After 11 full days of intense negotiations, the 20th Conference of the Parties to the United Nations Framework Convention on Climate Change (COP20) held in Lima, Peru ended last week with proposals deemed too weak by climate campaigners. The results, which lock us into a disastrous global temperature rise of at least 3-4°C, do not merely show a lack of progress in the talks, but also prove that the convention cannot offer the right solutions to the millions of people already affected by climate change, such as those in the Philippines and vulnerable small island states. The process, in its current state, does not and will not offer appropriate actions for those who will be affected in the future: the whole planet.
Lima set the agenda for next year’s COP21 in Paris, where a new climate change agreement is supposed to be finalized.

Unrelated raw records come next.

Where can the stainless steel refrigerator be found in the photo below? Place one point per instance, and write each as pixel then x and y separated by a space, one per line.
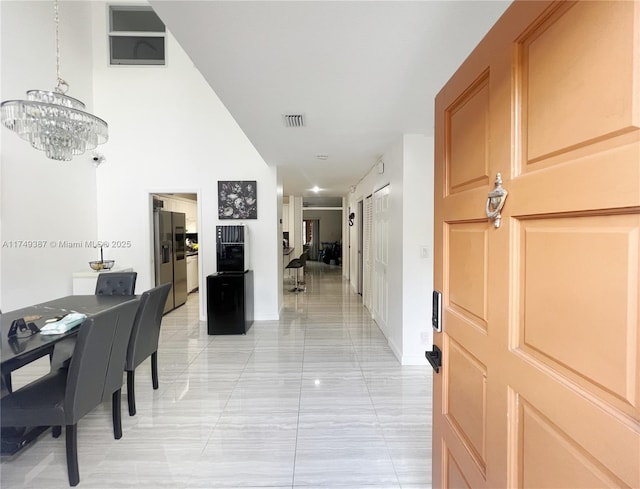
pixel 170 255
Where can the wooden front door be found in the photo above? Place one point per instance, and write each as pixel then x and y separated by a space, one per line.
pixel 540 384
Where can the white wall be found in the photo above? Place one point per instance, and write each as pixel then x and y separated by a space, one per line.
pixel 169 132
pixel 417 270
pixel 43 200
pixel 408 168
pixel 330 224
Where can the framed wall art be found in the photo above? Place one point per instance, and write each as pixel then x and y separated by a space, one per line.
pixel 237 199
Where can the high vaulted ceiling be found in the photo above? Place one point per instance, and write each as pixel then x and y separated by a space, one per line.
pixel 362 73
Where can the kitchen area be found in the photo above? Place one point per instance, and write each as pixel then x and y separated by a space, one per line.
pixel 176 244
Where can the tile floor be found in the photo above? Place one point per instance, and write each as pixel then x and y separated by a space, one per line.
pixel 314 400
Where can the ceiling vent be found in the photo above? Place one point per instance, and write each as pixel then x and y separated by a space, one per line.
pixel 293 120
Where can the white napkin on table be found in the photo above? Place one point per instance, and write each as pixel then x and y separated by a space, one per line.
pixel 68 322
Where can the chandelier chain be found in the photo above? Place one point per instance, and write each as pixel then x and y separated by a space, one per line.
pixel 61 85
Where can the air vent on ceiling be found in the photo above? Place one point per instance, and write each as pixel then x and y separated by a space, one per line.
pixel 293 120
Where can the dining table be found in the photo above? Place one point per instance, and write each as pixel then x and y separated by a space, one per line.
pixel 28 345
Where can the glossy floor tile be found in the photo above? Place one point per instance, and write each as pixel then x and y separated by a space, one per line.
pixel 314 400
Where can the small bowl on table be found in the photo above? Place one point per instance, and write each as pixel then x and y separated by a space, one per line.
pixel 101 265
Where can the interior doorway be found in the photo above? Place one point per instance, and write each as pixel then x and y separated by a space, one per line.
pixel 175 244
pixel 311 237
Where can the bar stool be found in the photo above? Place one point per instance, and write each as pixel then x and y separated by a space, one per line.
pixel 297 264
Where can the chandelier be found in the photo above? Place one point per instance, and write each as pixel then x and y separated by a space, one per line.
pixel 52 121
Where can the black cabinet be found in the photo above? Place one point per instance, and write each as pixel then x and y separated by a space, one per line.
pixel 229 302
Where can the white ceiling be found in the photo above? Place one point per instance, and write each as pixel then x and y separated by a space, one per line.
pixel 361 72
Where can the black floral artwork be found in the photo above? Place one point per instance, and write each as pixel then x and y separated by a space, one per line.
pixel 237 199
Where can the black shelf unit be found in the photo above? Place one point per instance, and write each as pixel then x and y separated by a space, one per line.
pixel 229 302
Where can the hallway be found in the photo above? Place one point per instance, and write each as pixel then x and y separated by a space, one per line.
pixel 314 400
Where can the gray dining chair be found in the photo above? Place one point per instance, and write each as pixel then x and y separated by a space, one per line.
pixel 144 338
pixel 113 379
pixel 116 283
pixel 64 396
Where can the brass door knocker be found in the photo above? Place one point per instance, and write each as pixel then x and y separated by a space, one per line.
pixel 495 202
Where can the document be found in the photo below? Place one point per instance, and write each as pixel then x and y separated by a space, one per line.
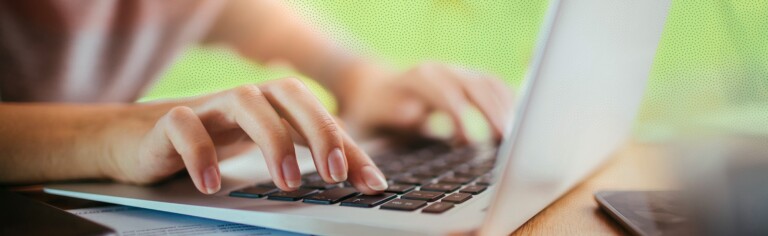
pixel 132 221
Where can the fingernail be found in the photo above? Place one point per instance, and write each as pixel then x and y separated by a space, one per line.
pixel 337 166
pixel 374 179
pixel 211 180
pixel 291 173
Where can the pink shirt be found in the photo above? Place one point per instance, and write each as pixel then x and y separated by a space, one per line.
pixel 93 50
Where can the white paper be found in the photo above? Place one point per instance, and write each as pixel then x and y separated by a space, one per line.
pixel 132 221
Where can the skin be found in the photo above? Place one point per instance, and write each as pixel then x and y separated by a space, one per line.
pixel 143 143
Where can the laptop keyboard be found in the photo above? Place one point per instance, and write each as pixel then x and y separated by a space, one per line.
pixel 433 179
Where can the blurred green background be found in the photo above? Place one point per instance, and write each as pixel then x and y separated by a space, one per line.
pixel 711 68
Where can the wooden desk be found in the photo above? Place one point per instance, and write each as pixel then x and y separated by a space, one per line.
pixel 635 167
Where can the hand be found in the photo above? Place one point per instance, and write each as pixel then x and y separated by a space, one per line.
pixel 173 136
pixel 376 99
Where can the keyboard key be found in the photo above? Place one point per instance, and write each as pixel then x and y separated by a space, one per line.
pixel 457 198
pixel 456 180
pixel 400 188
pixel 253 192
pixel 319 185
pixel 404 205
pixel 311 177
pixel 368 200
pixel 331 196
pixel 438 207
pixel 441 187
pixel 411 180
pixel 269 184
pixel 484 181
pixel 291 196
pixel 473 189
pixel 423 195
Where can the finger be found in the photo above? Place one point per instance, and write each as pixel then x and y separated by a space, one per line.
pixel 256 116
pixel 483 98
pixel 294 102
pixel 430 83
pixel 190 139
pixel 363 173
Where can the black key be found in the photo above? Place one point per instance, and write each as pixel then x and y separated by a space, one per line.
pixel 331 196
pixel 269 184
pixel 484 181
pixel 368 200
pixel 311 177
pixel 411 180
pixel 441 187
pixel 400 188
pixel 423 195
pixel 319 185
pixel 292 195
pixel 457 198
pixel 473 189
pixel 253 192
pixel 469 173
pixel 438 207
pixel 456 180
pixel 404 205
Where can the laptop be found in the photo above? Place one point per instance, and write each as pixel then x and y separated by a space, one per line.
pixel 580 97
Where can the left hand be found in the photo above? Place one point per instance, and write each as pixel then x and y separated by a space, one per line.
pixel 377 99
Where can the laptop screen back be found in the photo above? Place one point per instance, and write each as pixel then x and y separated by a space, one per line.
pixel 582 93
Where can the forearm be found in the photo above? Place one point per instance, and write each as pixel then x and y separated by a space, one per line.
pixel 50 142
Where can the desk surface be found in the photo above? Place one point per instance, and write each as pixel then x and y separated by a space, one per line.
pixel 635 167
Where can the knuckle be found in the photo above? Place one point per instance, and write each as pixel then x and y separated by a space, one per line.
pixel 248 93
pixel 180 113
pixel 327 125
pixel 199 149
pixel 291 85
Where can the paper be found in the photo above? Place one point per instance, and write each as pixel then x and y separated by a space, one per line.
pixel 132 221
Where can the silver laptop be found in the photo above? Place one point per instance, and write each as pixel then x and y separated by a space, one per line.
pixel 580 97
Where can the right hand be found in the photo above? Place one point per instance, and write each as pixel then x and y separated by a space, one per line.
pixel 171 136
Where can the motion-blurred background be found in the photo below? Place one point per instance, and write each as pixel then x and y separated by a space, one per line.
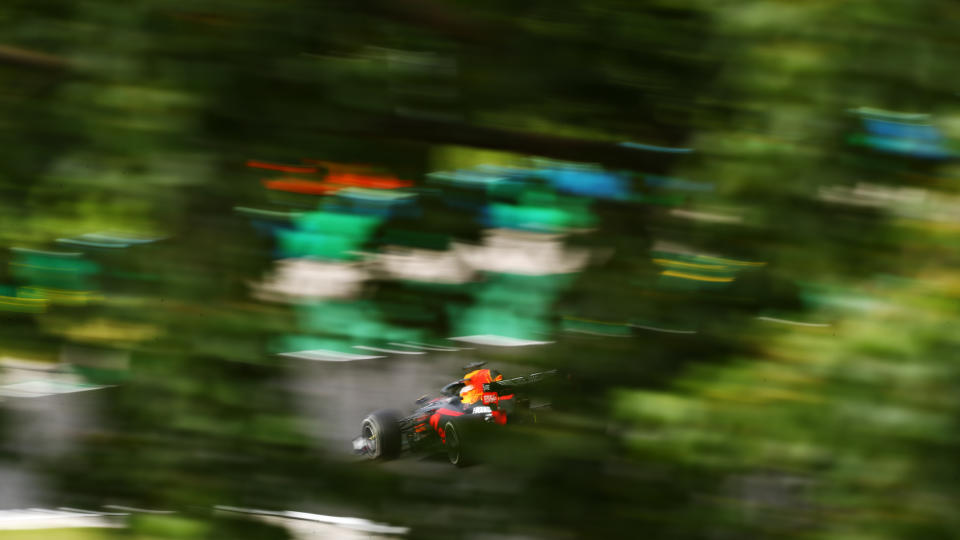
pixel 231 229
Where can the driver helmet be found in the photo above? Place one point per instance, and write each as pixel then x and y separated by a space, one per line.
pixel 473 384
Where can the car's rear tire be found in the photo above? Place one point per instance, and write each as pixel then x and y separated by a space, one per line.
pixel 458 449
pixel 381 429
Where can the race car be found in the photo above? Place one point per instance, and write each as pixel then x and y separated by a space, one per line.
pixel 453 421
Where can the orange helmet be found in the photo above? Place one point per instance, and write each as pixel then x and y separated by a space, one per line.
pixel 474 381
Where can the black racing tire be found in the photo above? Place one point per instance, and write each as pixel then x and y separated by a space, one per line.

In Lima, much like at the previous talks in Warsaw, rich countries and polluting industries dominated the agenda, weakening the process by completely dismissing the needs of developing countries and those already suffering from droughts, floods, rising sea levels, hotter temperatures and other disasters caused by climate change. They blocked the path for energy transformation by preserving the role for climate-frying fossil fuels in energy production.
Before the Lima talks, two global events already generated deep concerns for many in civil society and developing country governments: the special UN Climate Summit held in September in New York met with a 400,000-strong people’s march; and the US-China deal on a new emissions-reduction timetable announced in November.
The Climate Summit gave an even bigger role to so-called market solutions, despite overwhelming proof of the gargantuan discrepancy between what is needed: rich country commitments for ambitious emissions reductions and financial and technology assistance to developing countries to alleviate the social, economic and ecological impacts of climate catastrophe. Despite major fiascos by the main carbon trading schemes in the EU and the US, it’s business as usual for carbon traders, who continue to earn profits while the planet increasingly warms.
The UN process has sadly been captured by and largely subordinated to market mechanisms as supposed solutions to climate chaos. This is obvious in the big parallel meetings organized by business during the conferences and their increasing demand to have the same status as countries in the negotiations. Aggressive lobbying at the national level by supporters of “carbon capture and storage” and carbon markets grew even more between the Warsaw and Lima conferences. Business already strengthened its role at the four preceding conferences. Dominant industry actors co-presided or spoke on panels alongside the speakers from the UN Inter-government Panel on Climate Change and Christiana Figueres, the head of the UN climate body who herself is a former carbon trader. The much lauded bilateral deal between the world’s top emitters, the US and China, may have negative consequences too. Informed voices from civil society argued that the deal was neither ambitious nor historic, since the targets are dismal and in turn already set a lowered goal for Lima. Furthermore, it undermined multilateralism by drawing the world back to the idea that superpowers hold the solutions, rather than multilateral agreements based on common but differentiated responsibilities among countries to tackle climate change together.
Social movements and NGOs have long argued that the Global North has an “ecological debt” to the South and to the planet. They have exposed the false solutions offered by schemes like the Clean Development Mechanisms (CDM), Reducing Emission from Deforestation and Forest Degradation (REDD), carbon and pricing and now “climate smart agriculture.” These are just money-making schemes in disguise. To counter inaction from the UN and governments, people are now organizing locally, nationally and regionally to counter inaction from the UN and governments. Organizing for system change to address climate change is the way forward.
How many super typhoons and storm-related deaths does the world need to see? How many vulnerable communities need to be ejected from their homes, families dislocated with their land grabbed after each catastrophe? How much human suffering and environmental destruction before the message becomes clear that those who created and are now worsening the climate crisis should have no place at the climate negotiating table? Many of them are indeed in our national governments. When – and how – do we boot them out and keep them away from decision-making processes?
An edited version of this article was published in the Jakarta Post on December 16, 2014 and the Bangkok Post on December 19.